Most impressive though is Halleck's fusion of a resolutely sportswear aesthetic - all things striped and streamlined - with couture-esque detailing - swathes of fabric gathered at the neck or draped over the shoulder. Oh, and failing my walking out again in technicolour the collection also features a rather handsome hoody-and-pant combo in a pleasingly industrial palette.



Er, do bear with me, I'm sure further gazing upon Halleck's creations will force the  undertone of pessimism to soon dissipate.

Sunday, 26 April 2009

Suits on Sunday.

So I reckon an alteration is in order. Since I'm such a positive individual there'll no longer be any suits voted "Abominable", but rather I'll be featuring an "Applaudable" suit on Sundays...

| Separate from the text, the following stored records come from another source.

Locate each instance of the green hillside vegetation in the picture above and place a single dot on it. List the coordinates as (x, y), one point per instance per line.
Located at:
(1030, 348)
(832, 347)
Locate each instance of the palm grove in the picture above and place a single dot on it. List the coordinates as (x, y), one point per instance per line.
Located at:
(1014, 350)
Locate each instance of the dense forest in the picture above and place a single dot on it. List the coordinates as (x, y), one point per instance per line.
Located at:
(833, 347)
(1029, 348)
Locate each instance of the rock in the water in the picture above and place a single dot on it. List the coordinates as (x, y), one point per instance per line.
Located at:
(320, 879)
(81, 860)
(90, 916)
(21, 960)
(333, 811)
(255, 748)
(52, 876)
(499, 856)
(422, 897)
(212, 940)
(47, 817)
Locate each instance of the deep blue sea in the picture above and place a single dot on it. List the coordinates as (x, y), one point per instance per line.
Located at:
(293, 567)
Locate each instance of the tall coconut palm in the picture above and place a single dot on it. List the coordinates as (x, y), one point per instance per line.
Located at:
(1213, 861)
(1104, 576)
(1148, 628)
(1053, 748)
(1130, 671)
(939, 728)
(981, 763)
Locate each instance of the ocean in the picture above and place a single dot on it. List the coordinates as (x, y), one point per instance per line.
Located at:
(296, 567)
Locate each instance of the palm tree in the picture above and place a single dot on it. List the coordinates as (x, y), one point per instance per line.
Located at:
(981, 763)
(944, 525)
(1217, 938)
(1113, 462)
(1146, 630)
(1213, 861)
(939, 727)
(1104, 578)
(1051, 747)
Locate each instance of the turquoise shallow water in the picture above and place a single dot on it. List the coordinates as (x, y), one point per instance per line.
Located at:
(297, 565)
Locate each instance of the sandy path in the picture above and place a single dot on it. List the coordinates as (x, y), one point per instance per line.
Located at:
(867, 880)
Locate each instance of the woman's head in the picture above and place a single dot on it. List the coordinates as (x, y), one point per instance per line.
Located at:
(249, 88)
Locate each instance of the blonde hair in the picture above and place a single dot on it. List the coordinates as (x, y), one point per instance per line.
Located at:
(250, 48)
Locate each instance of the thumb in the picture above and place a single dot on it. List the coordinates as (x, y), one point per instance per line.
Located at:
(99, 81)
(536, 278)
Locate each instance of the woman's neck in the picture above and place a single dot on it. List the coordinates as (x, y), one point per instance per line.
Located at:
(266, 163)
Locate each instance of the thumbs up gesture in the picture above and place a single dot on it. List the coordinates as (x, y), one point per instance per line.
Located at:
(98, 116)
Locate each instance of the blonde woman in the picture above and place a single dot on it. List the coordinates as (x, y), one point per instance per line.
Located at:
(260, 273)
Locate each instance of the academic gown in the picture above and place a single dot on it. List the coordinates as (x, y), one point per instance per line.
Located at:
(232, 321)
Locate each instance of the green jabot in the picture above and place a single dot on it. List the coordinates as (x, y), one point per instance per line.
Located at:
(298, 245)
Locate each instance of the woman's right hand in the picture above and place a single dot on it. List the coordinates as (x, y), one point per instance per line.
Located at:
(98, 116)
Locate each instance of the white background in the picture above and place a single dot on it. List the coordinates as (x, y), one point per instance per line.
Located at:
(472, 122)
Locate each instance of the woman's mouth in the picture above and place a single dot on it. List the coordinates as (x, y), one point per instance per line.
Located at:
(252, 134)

I'm not entirely sure whether it's my current crappy mood due to scarred ankles from non-broken-in sturdy leather shoes, unexplained nausea and an absolute loss of appetite (can I just stress that this never occurs where I am concerned), but this abundance of grey for Fall 09 offered by Rozalb de Mura has never seemed so appealing.



That's not to say that the creation has negative connotations. Not at all, but my present state dictates that I'm more than impatient when it comes to combining colours. Thus, this ashen affair with its juxtaposition of feminine (the ruffled forearms and somewhat cinched waist of the jacket) with the masculine (minimalist, unembellished breast pockets, straight-leg pants and overall stiffness) is exactly what I'm requiring now. Check out an interview with Transylvanian designer Oláh Gyárfás on Dazed.

Image from The Fashionisto

Thursday, 23 April 2009

Belstaff Rev-Up.





Belstaff is one those rather sizeable brands that I hear mention of so frequently and yet know very little about. With some alarmingly lush images from kidGQ I had no choice but to dash right to the source and peruse the extensive 'History' feature on their website. Invariably, these occurences always result in my being pleasantly surprised at how terribly interesting the heritage of these gargantuan brands actually is.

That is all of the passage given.